L’autre raison pour laquelle je me suis récemment abonné à Spotify, est que je donne cours au conservatoire. Il arrive que les élèves fassent référence à des musiciens ou à des morceaux dans des registres à ce point variés qu’il est impossible pour moi de tout connaître. Souvent, Spotify me sauve la donne, mieux que ne le ferait YouTube. Résultat des courses : ces deux derniers mois, je n’ai plus acheté de CD. Ce que je fais maintenant, c’est d’écouter des morceaux choisis par artiste. Pour l’instant, je suis à fond dans ma phase Chris Potter. La manière dont ce type assimile le travail de Coltrane, Rollins et Becker pour produire un son bien à lui, est tout simplement fabuleux. Le jazz ne cesse d’évoluer et il est de plus en plus difficile de tout intégrer dans votre propre style, mais Potter lui, y arrive avec brio. Joshua Redman est aussi un musicien de cette trempe.
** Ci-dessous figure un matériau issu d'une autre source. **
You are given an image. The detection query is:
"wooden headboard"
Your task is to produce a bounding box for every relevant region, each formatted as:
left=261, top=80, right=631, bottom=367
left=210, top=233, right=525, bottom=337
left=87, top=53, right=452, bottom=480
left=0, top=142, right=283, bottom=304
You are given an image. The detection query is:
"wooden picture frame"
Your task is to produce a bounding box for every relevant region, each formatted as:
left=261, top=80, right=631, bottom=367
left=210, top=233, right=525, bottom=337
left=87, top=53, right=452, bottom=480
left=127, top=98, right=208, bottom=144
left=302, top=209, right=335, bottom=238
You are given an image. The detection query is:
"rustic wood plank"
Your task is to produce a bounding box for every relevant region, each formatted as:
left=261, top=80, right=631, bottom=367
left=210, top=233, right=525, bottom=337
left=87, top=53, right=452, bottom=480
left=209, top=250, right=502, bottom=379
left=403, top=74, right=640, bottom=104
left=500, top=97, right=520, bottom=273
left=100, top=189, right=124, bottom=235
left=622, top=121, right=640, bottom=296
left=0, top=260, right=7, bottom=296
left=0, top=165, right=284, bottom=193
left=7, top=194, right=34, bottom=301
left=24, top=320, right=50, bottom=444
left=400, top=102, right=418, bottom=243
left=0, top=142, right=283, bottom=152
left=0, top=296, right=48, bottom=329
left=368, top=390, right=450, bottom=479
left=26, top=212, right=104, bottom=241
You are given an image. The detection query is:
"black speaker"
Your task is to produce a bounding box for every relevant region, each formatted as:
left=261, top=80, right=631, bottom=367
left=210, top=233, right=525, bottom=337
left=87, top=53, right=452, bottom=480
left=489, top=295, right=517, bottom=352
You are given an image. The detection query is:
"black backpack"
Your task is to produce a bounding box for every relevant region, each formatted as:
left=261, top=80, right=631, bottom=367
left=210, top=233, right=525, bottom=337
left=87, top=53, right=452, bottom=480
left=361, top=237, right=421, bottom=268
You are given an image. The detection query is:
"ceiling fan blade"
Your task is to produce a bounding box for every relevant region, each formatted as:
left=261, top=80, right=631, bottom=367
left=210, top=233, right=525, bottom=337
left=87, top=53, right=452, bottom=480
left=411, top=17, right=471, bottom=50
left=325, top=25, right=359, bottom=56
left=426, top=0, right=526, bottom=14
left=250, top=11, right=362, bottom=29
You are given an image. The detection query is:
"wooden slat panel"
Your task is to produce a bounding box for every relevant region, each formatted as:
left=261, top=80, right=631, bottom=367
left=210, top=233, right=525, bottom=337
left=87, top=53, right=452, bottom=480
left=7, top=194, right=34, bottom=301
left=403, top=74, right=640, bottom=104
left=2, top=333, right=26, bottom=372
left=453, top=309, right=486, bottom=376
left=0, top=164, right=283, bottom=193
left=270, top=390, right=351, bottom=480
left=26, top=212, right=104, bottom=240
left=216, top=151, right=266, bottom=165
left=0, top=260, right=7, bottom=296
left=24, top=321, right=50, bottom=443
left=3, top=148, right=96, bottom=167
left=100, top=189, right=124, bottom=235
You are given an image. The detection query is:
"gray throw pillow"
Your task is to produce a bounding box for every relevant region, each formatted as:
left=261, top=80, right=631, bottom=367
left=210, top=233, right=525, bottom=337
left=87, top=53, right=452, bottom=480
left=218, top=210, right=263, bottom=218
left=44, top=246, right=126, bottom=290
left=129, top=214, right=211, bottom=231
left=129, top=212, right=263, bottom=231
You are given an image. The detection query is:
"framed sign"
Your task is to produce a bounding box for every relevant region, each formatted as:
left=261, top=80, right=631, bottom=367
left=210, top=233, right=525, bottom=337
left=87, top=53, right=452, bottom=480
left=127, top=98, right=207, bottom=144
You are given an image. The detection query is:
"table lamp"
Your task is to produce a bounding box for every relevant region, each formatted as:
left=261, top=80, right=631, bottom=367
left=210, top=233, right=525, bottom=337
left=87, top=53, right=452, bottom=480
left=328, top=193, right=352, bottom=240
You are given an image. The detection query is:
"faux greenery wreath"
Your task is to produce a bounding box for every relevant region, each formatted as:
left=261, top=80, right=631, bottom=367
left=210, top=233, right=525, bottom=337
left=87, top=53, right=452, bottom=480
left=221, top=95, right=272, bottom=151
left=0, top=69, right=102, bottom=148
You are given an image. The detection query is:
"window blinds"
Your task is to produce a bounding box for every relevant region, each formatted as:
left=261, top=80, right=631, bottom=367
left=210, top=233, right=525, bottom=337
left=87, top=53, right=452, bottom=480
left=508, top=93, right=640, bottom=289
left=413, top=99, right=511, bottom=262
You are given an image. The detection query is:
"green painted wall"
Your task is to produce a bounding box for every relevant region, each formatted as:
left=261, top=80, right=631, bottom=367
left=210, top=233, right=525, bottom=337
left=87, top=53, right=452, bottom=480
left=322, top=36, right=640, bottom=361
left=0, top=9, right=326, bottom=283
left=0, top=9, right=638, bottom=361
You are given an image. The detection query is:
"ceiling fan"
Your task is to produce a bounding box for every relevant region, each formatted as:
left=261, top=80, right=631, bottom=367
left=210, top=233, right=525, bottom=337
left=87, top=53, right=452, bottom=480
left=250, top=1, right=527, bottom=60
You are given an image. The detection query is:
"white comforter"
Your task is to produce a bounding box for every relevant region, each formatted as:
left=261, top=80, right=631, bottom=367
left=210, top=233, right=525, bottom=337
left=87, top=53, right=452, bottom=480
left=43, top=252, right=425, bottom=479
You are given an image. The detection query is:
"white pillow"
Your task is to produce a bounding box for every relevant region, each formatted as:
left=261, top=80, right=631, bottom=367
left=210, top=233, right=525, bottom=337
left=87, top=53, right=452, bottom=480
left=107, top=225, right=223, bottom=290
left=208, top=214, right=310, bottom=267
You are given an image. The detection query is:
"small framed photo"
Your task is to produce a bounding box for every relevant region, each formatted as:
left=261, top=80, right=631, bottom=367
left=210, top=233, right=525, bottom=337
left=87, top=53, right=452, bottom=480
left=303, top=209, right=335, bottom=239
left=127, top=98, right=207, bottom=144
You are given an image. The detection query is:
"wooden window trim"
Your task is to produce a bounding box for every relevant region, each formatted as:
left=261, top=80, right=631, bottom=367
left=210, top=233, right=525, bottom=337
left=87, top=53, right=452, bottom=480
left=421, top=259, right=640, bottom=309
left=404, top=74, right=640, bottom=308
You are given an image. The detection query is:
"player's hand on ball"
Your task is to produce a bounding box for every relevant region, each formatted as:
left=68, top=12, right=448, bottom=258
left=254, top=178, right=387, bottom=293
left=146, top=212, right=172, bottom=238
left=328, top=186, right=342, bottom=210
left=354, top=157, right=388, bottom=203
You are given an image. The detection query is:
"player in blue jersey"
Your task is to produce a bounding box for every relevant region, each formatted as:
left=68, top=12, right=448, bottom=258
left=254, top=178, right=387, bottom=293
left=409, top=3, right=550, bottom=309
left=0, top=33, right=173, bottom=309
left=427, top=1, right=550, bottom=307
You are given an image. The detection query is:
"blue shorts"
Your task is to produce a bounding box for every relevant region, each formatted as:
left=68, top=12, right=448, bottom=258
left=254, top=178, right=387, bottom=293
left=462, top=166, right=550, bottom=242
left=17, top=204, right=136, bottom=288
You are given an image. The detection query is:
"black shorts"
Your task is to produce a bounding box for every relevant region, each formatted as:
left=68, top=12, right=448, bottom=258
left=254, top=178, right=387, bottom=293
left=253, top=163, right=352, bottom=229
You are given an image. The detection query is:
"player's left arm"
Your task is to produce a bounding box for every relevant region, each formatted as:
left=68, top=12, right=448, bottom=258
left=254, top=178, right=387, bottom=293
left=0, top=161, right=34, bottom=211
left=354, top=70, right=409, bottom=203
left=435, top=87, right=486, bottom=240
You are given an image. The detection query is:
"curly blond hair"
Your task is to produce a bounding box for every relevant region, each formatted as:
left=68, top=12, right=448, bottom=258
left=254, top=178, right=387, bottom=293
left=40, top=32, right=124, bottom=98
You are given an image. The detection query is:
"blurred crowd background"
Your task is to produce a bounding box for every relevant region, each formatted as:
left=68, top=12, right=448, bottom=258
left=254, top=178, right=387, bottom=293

… votre expression favorite du moment ?
Toute ma vie, j’ai détesté le mot « discipline ». Pour moi, ce mot me fait automatiquement penser à l’armée et à des structures similaires. Toutefois, Henry Miller a écrit dans Sexus que « le but de la discipline est de promouvoir la liberté » (« the purpose of discipline is to promote freedom »). Cela se vérifie en tout cas dans le jazz. Il vous faut en effet une sacré dose d’autodiscipline pour vous exercer tous les jours afin d’avoir, une fois sur scène, les moyens nécessaires de jouer le plus librement possible. Ainsi, la discipline se dote à mon sens d’une acception positive parce qu’elle a trait au moi. Personne d’autre n’est là pour vous taper sur les doigts.
J’aimerais en outre y ajouter le principe chinois du Tao, essentiellement repris dans une collection de quatre-vingt petits poèmes à profonde connotation philosophique. Par exemple : « Ne rivalisant point, il n’a pas de rival ».